The state’s July revenues were down $538.8 million — 10.3 percent — below projections from the recently passed state budget, according to a report on the previous month’s cash balance issued August 9 by State Controller John Chiang.

“While July’s revenues performed remarkably similar to last year’s, they still did not meet the budget’s projections,” said Chiang in a press release. “While we hope for better news in the months ahead, every drop in revenues puts us closer to the drastic trigger cuts that could be imposed next year.”

Part of the final budget deal was a mechanism imposing nearly $2.5 billion in cuts in January if the state falls more than $2 billion short of the revenue estimates used in the spending blueprint signed by Gov. Jerry Brown June 30.

As has been the case with most spending reductions in the budget approved over the past five years, public schools take the brunt of the reductions — nearly $1.9 billion.
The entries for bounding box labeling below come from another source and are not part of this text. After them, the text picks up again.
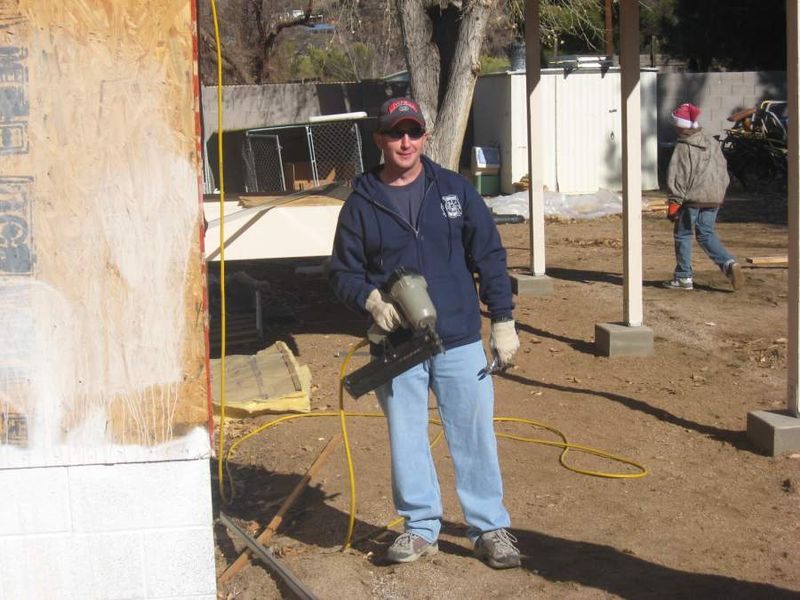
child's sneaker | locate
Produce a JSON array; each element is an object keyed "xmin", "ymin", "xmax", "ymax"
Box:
[
  {"xmin": 386, "ymin": 532, "xmax": 439, "ymax": 563},
  {"xmin": 474, "ymin": 529, "xmax": 520, "ymax": 569},
  {"xmin": 663, "ymin": 277, "xmax": 694, "ymax": 290},
  {"xmin": 724, "ymin": 260, "xmax": 745, "ymax": 290}
]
Chiang’s report shows income taxes above projections by $89 million in July. Sales taxes were down $139.4 million and corporate taxes were down $69.5 million, more than 19 percent below estimates.
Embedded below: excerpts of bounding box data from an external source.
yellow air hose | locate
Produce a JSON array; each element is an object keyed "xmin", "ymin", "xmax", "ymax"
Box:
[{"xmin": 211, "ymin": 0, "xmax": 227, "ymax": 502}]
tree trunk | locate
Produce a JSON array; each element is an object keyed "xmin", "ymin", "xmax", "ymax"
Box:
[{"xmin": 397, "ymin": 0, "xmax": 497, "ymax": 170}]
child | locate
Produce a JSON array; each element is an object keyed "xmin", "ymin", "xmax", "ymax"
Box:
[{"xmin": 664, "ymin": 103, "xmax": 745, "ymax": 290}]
Most of the nearly $539 million loss came from lower-than-expected collections from some of the state’s other revenue sources.

Those include alcohol and cigarette taxes and vehicle license fees, which feel from 1.15 percent of a car or truck’s value to .65 percent on July 1.

The budget predicted collections from those other revenue sources of $707 million. Instead, it was $288 million.

Chiang also reported that the State faced an $11.1 billion cash deficit on July 31. That deficit was covered by internal borrowing or short-term loans from special funds, along with external borrowing – as such deficits customarily are during the first half of the fiscal year when the state takes in less cash than the final six months.